シャーリーが現れると、多くの若い王子や貴族たちが蛾のように彼女に群がった。
「シャーリーがそんなに人気があるとは理解できないな。 美しいドレスを着れば、美しくなるだろうけど、 胸がもう少し大きければねえ。 でも、彼女はいつも男性用の服を着ていたな。 残念だけどね!」 ロッキーはそれを見て、独り言を言った。
その時、グランドドラゴンホール全体に穏やかな声が響き渡った。 「皇帝陛下のおなりです!」
誰もがグランドドラゴンホールの入り口に目を向けた。 ロッキーも入口に目を向けると、数名の集団がゆっくりとグランドドラゴンホールに入ってきた。 その中の数名は極めて魅力的だったが、 中でも50歳くらいの男性はとても威厳に満ちていた。 彼の額は強そうで、顔つきも情熱的で、そして眉も堂々としていて、 金色のボリュームのあるガウンと金の王冠を身につけて、まるでドラゴンのようだった。 彼がこの国で最高の権力者で、望むものすべてを手に入れることができそうに見えた。 もちろん、誰もが彼の方を向き、敬意を表して頭を下げていた。
ロッキーはその威厳から、彼が聖ドラゴン帝国の皇帝であり、バジルの父であると推測することができた。
彼の後ろには、レナや司祭長を含む数名が続いていたので、 ロッキーは、聖ドラゴン帝国で、レナの地位がいかに高いかがわかった。

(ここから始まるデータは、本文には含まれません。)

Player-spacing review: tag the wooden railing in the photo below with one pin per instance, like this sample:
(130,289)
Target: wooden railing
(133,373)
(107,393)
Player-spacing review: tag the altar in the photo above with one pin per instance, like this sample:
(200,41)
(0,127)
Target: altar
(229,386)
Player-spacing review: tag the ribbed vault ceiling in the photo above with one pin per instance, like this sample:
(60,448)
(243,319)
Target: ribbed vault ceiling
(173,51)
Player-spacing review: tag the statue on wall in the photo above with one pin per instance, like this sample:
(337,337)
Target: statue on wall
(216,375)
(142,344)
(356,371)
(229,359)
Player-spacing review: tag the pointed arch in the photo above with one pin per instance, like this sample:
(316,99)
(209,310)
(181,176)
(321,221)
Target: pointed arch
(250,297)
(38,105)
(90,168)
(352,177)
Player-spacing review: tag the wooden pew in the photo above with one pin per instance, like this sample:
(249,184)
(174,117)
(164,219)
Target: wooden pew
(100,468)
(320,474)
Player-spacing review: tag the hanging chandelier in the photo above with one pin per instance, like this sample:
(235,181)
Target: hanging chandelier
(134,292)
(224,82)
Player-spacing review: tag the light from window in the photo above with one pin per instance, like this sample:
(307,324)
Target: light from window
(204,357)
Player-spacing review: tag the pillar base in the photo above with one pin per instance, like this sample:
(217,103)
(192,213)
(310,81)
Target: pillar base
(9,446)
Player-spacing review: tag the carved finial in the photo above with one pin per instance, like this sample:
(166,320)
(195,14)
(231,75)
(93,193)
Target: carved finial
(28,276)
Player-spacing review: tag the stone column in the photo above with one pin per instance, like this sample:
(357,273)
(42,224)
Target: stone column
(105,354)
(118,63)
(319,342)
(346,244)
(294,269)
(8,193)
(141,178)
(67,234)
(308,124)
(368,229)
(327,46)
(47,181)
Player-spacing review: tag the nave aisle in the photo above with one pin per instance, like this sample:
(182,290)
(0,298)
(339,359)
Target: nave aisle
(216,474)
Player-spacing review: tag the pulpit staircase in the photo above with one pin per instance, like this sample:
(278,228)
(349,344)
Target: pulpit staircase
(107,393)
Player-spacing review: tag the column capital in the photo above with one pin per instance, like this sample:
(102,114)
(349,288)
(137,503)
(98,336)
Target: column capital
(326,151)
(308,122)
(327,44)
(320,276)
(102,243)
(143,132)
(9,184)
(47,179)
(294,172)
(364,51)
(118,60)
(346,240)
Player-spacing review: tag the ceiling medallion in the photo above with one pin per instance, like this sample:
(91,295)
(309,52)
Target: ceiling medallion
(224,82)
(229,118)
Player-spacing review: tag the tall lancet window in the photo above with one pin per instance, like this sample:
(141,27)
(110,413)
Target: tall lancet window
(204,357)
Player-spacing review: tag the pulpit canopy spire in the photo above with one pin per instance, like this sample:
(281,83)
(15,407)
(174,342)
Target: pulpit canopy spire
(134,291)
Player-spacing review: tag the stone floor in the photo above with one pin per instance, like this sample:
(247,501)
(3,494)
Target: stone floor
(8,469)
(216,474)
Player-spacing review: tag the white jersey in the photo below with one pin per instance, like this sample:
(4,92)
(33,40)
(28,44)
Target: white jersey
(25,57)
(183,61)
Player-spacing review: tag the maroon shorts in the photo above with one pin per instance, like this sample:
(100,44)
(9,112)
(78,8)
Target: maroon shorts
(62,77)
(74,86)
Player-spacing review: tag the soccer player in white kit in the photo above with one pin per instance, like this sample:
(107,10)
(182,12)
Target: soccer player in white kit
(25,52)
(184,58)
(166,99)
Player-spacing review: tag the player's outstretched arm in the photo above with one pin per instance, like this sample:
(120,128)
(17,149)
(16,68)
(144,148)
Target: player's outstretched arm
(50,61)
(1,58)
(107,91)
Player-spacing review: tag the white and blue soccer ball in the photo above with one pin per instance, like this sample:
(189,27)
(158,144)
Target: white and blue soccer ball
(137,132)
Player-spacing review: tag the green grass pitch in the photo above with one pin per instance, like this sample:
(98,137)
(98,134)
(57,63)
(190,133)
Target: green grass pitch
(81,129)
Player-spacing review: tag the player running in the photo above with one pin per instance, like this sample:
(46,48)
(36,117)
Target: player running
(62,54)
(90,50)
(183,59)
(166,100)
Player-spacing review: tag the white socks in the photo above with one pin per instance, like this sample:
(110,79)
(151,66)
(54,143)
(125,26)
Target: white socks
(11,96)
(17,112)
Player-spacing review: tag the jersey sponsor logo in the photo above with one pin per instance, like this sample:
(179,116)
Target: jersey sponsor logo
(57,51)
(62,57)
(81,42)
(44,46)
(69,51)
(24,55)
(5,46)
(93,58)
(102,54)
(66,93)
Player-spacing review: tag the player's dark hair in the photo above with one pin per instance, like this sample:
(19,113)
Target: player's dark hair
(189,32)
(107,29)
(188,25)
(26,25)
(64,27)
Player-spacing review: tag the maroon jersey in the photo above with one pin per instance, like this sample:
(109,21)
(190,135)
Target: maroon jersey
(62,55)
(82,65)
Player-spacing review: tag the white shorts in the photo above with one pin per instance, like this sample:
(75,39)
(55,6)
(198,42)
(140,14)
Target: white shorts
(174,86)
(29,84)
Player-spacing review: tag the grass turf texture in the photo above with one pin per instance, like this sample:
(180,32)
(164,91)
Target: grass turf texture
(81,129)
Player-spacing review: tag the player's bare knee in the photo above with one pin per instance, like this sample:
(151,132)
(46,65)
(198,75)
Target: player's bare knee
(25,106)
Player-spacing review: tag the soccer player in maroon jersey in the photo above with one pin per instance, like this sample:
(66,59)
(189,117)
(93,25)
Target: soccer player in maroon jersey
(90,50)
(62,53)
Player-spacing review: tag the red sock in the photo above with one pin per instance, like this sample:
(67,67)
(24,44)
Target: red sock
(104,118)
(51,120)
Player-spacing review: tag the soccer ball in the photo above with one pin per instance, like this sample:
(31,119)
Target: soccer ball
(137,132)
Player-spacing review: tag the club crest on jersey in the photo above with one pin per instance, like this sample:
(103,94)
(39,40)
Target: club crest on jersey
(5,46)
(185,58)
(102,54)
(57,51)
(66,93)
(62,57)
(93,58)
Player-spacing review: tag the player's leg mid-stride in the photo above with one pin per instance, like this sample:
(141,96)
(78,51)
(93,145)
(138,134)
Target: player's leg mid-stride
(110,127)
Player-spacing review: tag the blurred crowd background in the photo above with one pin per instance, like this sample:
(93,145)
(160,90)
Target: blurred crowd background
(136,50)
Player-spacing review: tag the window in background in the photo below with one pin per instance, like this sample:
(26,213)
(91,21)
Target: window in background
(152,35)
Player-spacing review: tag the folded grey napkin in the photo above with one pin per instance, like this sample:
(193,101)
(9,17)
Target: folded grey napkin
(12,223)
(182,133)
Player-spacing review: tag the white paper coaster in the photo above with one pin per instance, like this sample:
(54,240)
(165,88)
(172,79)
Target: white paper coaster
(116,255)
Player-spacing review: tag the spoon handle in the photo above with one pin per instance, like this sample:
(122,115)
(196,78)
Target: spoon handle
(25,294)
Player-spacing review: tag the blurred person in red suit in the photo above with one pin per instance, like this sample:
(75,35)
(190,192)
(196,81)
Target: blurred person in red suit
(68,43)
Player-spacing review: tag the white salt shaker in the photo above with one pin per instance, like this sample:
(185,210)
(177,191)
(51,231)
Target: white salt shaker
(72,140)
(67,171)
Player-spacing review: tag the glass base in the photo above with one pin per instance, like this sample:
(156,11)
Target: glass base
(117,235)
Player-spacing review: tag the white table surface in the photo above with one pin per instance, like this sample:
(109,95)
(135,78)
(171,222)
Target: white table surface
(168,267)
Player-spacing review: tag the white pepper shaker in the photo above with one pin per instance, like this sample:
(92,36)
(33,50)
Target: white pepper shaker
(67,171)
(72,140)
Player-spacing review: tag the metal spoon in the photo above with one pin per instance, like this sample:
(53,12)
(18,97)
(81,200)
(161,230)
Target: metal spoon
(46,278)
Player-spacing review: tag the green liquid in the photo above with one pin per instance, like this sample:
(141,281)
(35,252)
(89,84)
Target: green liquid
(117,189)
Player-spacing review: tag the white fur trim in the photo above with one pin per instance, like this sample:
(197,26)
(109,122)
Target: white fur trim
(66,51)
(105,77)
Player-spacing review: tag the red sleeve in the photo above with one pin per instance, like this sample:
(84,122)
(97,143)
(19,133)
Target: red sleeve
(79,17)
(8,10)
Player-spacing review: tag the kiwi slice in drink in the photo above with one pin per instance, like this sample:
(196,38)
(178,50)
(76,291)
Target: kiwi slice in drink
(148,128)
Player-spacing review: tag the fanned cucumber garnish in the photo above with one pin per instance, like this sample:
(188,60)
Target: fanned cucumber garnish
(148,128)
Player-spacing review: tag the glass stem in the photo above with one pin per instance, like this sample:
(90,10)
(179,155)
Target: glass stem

またロッキーと同じような、ドラゴンの模様の華やかなガウンを着た20代の男性も何人かおり、 王族と思われた。 彼らが到着すると、貴族の娘たちは全員うっとりしながら彼らを見ているようだった。
「彼ら僕と同じ王子だろう」とロッキーは考えた。 すると、顔立ちのいい男がレナと司祭長の間にいることに気づいた。 彼は剣のような眉毛を持ち、その目はタカのように鋭く、 他の王子たちより際立った独特の空気感があった。
最後に30人の少年がグランドドラゴンホールに到着した。 彼らはわずか15歳か16歳だったが、仲間よりもはるかに強く、大人と同等だったが、 傲慢で他人を見下していた。
聖ドラゴン帝国の皇帝が彼らを先導し、 ゆっくりと群衆の中を厳かに歩き回った後、 グランドドラゴンホールの前に到着し、そこで止まった。 30人の若者がすぐにホールの両側に配置されると、残りの人々は退き、 皇帝、レナ、司祭長、そして顔立ちのいい男だけが、ホール内のすべての人々と向かい合って立った。
ロッキーは隅に立っていたが、 突然、彼はその顔立ちのいい男が自分をさげすんだ目で見ていることに気づいた。